Это было правдой, и в последнем призыве, на должности комвзвода, он получал содержание в два раза выше, чем самый опытный рядовой казак, хоть пулемётчик, хоть снайпер. В общем, приличные деньги. Особенно хорошо ему начислялось содержание за дни, проведённые на позициях. Но говорить об этом Акиму всё-таки не хотелось, и, к его радости, официантка как раз принесла первый поднос с едой, синей дорогой водкой и пивом в больших и запотевших стаканах, и он, помогая ей составить тарелки, рюмки и стаканы на стол, сказал:

— Ну ладно вам, берите уже, — и сам первый поднял рюмку.

Тут болтать стало не о чем, пришло время выпивать, и Коля Кульков взял свою рюмку и сказал тот самый тост, который в таких случаях все и говорят:

— Ну, Аким, чтобы следующая звезда была не посмертной!

Выпили. Стали закусывать, брали кому что приглянулось. И Вася говорит:

— Да, водочка эта хороша. Пьётся — и не чувствуешь, как по горлу течёт. Раз — и уже тепло.

— Да, — соглашается с ним Колян, — я такую только на обеде у войскового атамана пробовал.

Из всех присутствующих только Кульков имел «Крест доблести». И вручали такие кресты только атаманы Войска Казачьего, а после все получившие крест приглашались на обед к атаману.
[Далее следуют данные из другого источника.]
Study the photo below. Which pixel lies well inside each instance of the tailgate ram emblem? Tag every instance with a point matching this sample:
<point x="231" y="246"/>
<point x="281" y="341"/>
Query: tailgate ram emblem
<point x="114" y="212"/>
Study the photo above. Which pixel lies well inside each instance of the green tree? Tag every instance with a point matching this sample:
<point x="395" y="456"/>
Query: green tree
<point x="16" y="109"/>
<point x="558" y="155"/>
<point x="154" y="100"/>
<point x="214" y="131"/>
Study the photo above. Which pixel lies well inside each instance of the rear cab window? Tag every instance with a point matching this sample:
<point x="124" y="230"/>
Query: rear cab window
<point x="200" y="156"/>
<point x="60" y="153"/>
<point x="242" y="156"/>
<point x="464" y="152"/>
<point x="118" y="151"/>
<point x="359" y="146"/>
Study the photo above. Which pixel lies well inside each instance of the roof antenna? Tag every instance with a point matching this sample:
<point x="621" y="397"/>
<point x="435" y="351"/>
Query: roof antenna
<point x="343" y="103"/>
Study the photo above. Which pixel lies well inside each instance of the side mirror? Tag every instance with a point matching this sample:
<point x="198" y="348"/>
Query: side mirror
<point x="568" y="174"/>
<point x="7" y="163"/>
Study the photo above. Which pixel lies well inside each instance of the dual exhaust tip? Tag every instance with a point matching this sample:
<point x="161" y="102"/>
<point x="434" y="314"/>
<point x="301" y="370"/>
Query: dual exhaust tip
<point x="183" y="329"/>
И теперь Кульков вспоминал тот обед и к месту, и не к месту, за что товарищи над ним тоже посмеивались не раз.

— Ну, завёл свою песнь о вещем Олеге, — сразу стал поддразнивать его Червоненко.

— Юр, не мешай, не мешай человеку, нехай расскажет, что на том обеде ел, а то я всего раз тридцать ту историю слыхал, — посмеивался над товарищем Вася. — Уж и забывать стал, что там, да как, да на каких тарелках приносили…

— Да ну вас, — махнул на них рукой Николай с едва заметным огорчением. И взял пиво. — Уж и вспомнить не дадут… Дураки…

Кульков Николай, как и Саблин, был штурмовиком, и, по рассказам других, казак это был незаурядный. Как сказал о Кольке один из его седых уже однополчан: Кульков, он в бою человек упорства редкого. Колян со школы был злой, задиристый, дважды Аким с ним схватывался и дважды неплохо так получал от одноклассника. И в том, что «Крест доблести» Кульков получил заслуженно, Саблин не сомневался. В «представлении к награде» говорилось, что после потери важного опорного пункта командованием была организована контратака, но до траншеи с противником, из-за плотного огня, Кульков добрался один, и в течение сорока минут, пока не подошло подкрепление, он в одиночку дрался с четырьмя врагами. Минимум с четырьмя, так как двоих он убил, а двоих ранил и взял в плен. Среди раненых, как потом выяснили, оказался и офицер. А ещё, по словам Кулькова, два солдата врага убежали из обороняемого пункта. В общем, он вернул важный пункт обороны в одиночку, за что и был представлен к такой уважаемой награде. И теперь, видя, что Вася и Юра посмеиваются над Кульковым, а тот немного от этого смущается, словно они ставят под сомнение его заслуги, Аким и говорит:

— А я бы хотел хоть раз попасть на обед к войсковому атаману.

И тогда Кульков отпил пива как следует и, поставив стакан на стол, откинулся на спинку стула и сообщил товарищам с вернувшимся к нему самодовольством:

— Ну, пиво на том обеде было получше этого.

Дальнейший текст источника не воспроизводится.